Ich stellte mir ein süßes, weiches Neugeborenes vor auf jeder Schulter und konnte ihre kleinen Atemstöße praktisch an meinem Hals spüren. Ich stellte mir vor, wie ich nach Keksen und Sonnenschein roch, wie ich entlangfuhr und sang, während kleine Füße fröhlich umeinander traten. Ich träumte davon, mit ihnen auf einem sonnigen Feld zu lachen, ihre Haare zu flechten, ihnen Geheimnisse zuzuflüstern, sie immer, immer anzubeten, so wie sie mich sicherlich anbeten würden.

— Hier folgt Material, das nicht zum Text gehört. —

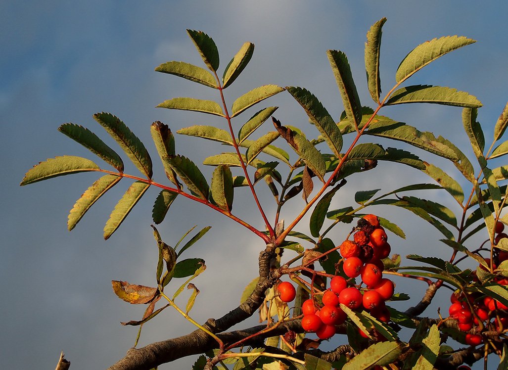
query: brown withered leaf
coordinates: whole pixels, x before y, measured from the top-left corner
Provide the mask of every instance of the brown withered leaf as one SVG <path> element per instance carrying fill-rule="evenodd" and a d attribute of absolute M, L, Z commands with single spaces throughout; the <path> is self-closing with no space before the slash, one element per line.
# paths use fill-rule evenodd
<path fill-rule="evenodd" d="M 305 203 L 308 203 L 307 198 L 312 192 L 314 189 L 314 183 L 312 182 L 312 176 L 314 173 L 309 169 L 309 168 L 305 166 L 303 169 L 303 177 L 302 183 L 303 184 L 303 193 L 302 193 L 302 197 L 305 201 Z"/>
<path fill-rule="evenodd" d="M 127 282 L 113 280 L 111 285 L 118 298 L 133 304 L 149 303 L 158 294 L 158 289 L 156 288 L 130 284 Z"/>

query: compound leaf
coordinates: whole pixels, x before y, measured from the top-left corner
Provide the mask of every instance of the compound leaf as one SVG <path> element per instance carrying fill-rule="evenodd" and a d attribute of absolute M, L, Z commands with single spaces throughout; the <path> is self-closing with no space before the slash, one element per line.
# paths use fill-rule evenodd
<path fill-rule="evenodd" d="M 254 115 L 242 126 L 238 132 L 238 145 L 249 137 L 258 127 L 268 119 L 273 112 L 277 110 L 278 107 L 268 107 L 256 112 Z"/>
<path fill-rule="evenodd" d="M 252 89 L 233 103 L 231 117 L 238 115 L 248 108 L 281 91 L 284 91 L 284 88 L 276 85 L 264 85 Z"/>
<path fill-rule="evenodd" d="M 39 162 L 25 174 L 20 185 L 27 185 L 58 176 L 97 171 L 100 167 L 90 160 L 74 156 L 62 156 Z"/>
<path fill-rule="evenodd" d="M 180 129 L 177 134 L 186 135 L 189 136 L 202 137 L 208 140 L 233 145 L 231 136 L 225 130 L 218 129 L 213 126 L 196 125 Z"/>
<path fill-rule="evenodd" d="M 116 231 L 127 215 L 150 187 L 150 184 L 137 181 L 129 187 L 121 199 L 115 206 L 104 226 L 104 239 L 107 239 Z"/>
<path fill-rule="evenodd" d="M 213 75 L 201 67 L 184 61 L 168 61 L 155 68 L 155 71 L 174 75 L 214 88 L 218 88 Z"/>
<path fill-rule="evenodd" d="M 169 209 L 170 206 L 178 195 L 177 193 L 170 192 L 166 189 L 163 190 L 155 199 L 153 204 L 153 209 L 152 210 L 152 218 L 153 222 L 158 225 L 162 222 L 166 213 Z"/>
<path fill-rule="evenodd" d="M 58 130 L 98 156 L 120 172 L 123 171 L 123 163 L 120 156 L 88 129 L 74 124 L 64 124 Z"/>
<path fill-rule="evenodd" d="M 202 199 L 208 200 L 209 188 L 205 176 L 192 161 L 183 156 L 165 157 L 189 190 Z"/>
<path fill-rule="evenodd" d="M 342 147 L 340 130 L 321 102 L 305 88 L 289 86 L 286 89 L 305 110 L 310 121 L 319 130 L 333 153 L 340 158 Z"/>
<path fill-rule="evenodd" d="M 247 157 L 247 164 L 252 162 L 258 155 L 263 151 L 280 136 L 279 133 L 276 131 L 270 131 L 253 142 L 249 146 L 247 149 L 247 152 L 245 153 L 245 156 Z"/>
<path fill-rule="evenodd" d="M 141 141 L 119 118 L 102 112 L 93 115 L 97 121 L 123 149 L 140 171 L 148 178 L 152 177 L 152 160 Z"/>
<path fill-rule="evenodd" d="M 381 36 L 386 18 L 383 18 L 376 22 L 367 33 L 365 43 L 365 71 L 367 72 L 367 84 L 370 96 L 375 103 L 379 102 L 381 94 L 381 80 L 379 78 L 379 53 L 381 49 Z"/>
<path fill-rule="evenodd" d="M 362 121 L 362 104 L 347 58 L 344 53 L 337 50 L 328 50 L 327 54 L 340 91 L 346 116 L 357 128 Z"/>
<path fill-rule="evenodd" d="M 212 176 L 212 198 L 221 209 L 231 212 L 233 207 L 233 176 L 227 165 L 219 165 Z"/>
<path fill-rule="evenodd" d="M 190 110 L 226 117 L 223 113 L 220 106 L 215 102 L 211 100 L 195 99 L 194 98 L 174 98 L 164 101 L 156 107 Z"/>
<path fill-rule="evenodd" d="M 116 175 L 106 175 L 95 181 L 83 193 L 69 212 L 67 228 L 70 231 L 101 197 L 121 179 Z"/>
<path fill-rule="evenodd" d="M 187 33 L 206 66 L 213 72 L 216 72 L 219 68 L 219 52 L 213 40 L 202 31 L 187 29 Z"/>
<path fill-rule="evenodd" d="M 233 83 L 240 75 L 252 57 L 254 52 L 254 44 L 246 42 L 240 48 L 224 70 L 223 76 L 223 88 L 226 88 Z"/>
<path fill-rule="evenodd" d="M 408 103 L 432 103 L 456 107 L 478 108 L 482 103 L 475 97 L 443 86 L 415 85 L 402 87 L 392 94 L 386 105 Z"/>
<path fill-rule="evenodd" d="M 417 46 L 400 62 L 395 73 L 397 82 L 407 79 L 431 61 L 447 53 L 476 41 L 463 36 L 433 39 Z"/>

Ich dachte, ich wäre Marmee von Little Women, aber mit besseren Haaren und niedlicheren Schuhen.

Und dann wurde ich tatsächlich Mutter.

Jeder Elternteil weiß, wie es wirklich ist. Wenn ich im Auto singe, dann deshalb, weil ich unbedingt möchte, dass jemand aufhört zu weinen. Wir sind nicht oft auf sonnigen Feldern und meine Kinder tun sich so sehr damit ab, ihre Haare zu kämmen, dass ich mir nicht vorstellen kann, sie zu flechten. Die Anforderungen der Mutterschaft gehen einem auf die Nerven. An den meisten Tagen denken Sie nicht wirklich darüber nach, wie sehr Sie und Ihre Kinder sich lieben, weil Sie einfach zu müde sind. Cheerios zum Abendessen? Jawohl. Heute Abend wieder auf das Baden verzichten? Klar.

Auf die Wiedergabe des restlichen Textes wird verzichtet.